Le mouvement d'un système quelconque présente une autre propriété générale très-remarquable, quoique moins importante, soit sous le rapport analytique, soit surtout sous le rapport physique, que celle qui vient d'être examinée: c'est la propriété exprimée par le célèbre théorème général de dynamique auquel Maupertuis a donné la dénomination si vicieuse de principe de la moindre action.
La filiation des idées au sujet de cette découverte remonte à une époque très éloignée, car les géomètres de l'antiquité avaient déjà fait quelques remarques qu'on peut concevoir aujourd'hui comme équivalentes à la vérification de ce théorème dans le cas particulier le plus simple. Ptolémée, en effet, observe expressément, quant à la loi de la réflexion de la lumière, que par la nature de cette loi, la lumière en se réfléchissant se trouve suivre le plus court chemin possible pour parvenir d'un point à un autre. Lorsque Descartes et Snellius eurent découvert la loi réelle de la réfraction, Fermat rechercha si on ne pourrait point y arriver à priori d'après quelque considération analogue à la remarque de Ptolémée.

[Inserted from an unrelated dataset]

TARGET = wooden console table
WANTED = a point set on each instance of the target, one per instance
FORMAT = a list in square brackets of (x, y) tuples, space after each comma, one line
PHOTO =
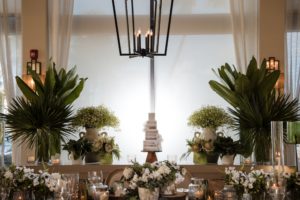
[(209, 171)]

Le minimum ne pouvant alors avoir lieu relativement à la longueur du chemin parcouru, puisque la route rectiligne eût été possible dans ce cas, Fermat présuma qu'il existerait à l'égard du temps. Il se proposa donc, en regardant la route de la lumière comme composée de deux droites différentes, séparées, sous un angle inconnu, à la surface du corps réfringent, quelle devait être cette direction relative pour que le temps employé par la lumière dans son trajet fût le moindre possible, et il eut le bonheur de trouver d'après cette seule considération une loi de la réfraction exactement conforme à celle directement déduite des observations par Snellius et par Descartes. Cette belle solution est d'ailleurs éminemment remarquable dans l'histoire générale des progrès de l'analyse mathématique, comme ayant offert à Fermat la première application importante de sa célèbre méthode de maximis et minimis, qui contient le véritable germe primitif du calcul différentiel.
La comparaison de la remarque de Ptolémée avec le travail de Fermat envisagé sous le point de vue dynamique, devint pour Maupertuis la base de la découverte du théorème que nous considérons. Quoiqu'égaré, bien plus que conduit, par de vagues considérations métaphysiques sur la prétendue économie des forces dans la nature, il finit par arriver à ce résultat important, que la trajectoire d'un corps soumis à l'action de forces quelconques devait nécessairement être telle, que l'intégrale du produit de la vitesse du mobile par l'élément de la courbe décrite fût toujours un minimum, relativement à sa valeur dans toute autre courbe. Mais Lagrange est avec justice généralement regardé par les géomètres actuels comme le véritable fondateur de ce théorème, non-seulement pour l'avoir généralisé autant que possible, mais surtout pour en avoir découvert la véritable démonstration en le rattachant aux théories dynamiques fondamentales, et en le dégageant des notions confuses et arbitraires que Maupertuis avait employées. Il ne subsiste maintenant d'autre trace du travail de Maupertuis que le nom qu'il a imposé à ce théorème, et dont l'impropriété est universellement reconnue, quoique, pour plus de brièveté, on ait continué à s'en servir. Le théorème, tel qu'il a été établi par Lagrange relativement à un système quelconque de corps, consiste en ce que, quelles que soient leurs attractions réciproques, ou leurs tendances vers des centres fixes, les trajectoires décrites par ces corps sont toujours telles que la somme des produits de la masse de chacun d'eux, et de l'intégrale relative à sa vitesse multipliée par l'élément de la courbe correspondante, est nécessairement un maximum ou un minimum, cette somme étant étendue à la totalité du système. Il importe d'ailleurs de remarquer que la démonstration de ce théorème général étant fondée sur le théorème des forces vives, il est inévitablement assujéti aux mêmes limitations que celui-ci.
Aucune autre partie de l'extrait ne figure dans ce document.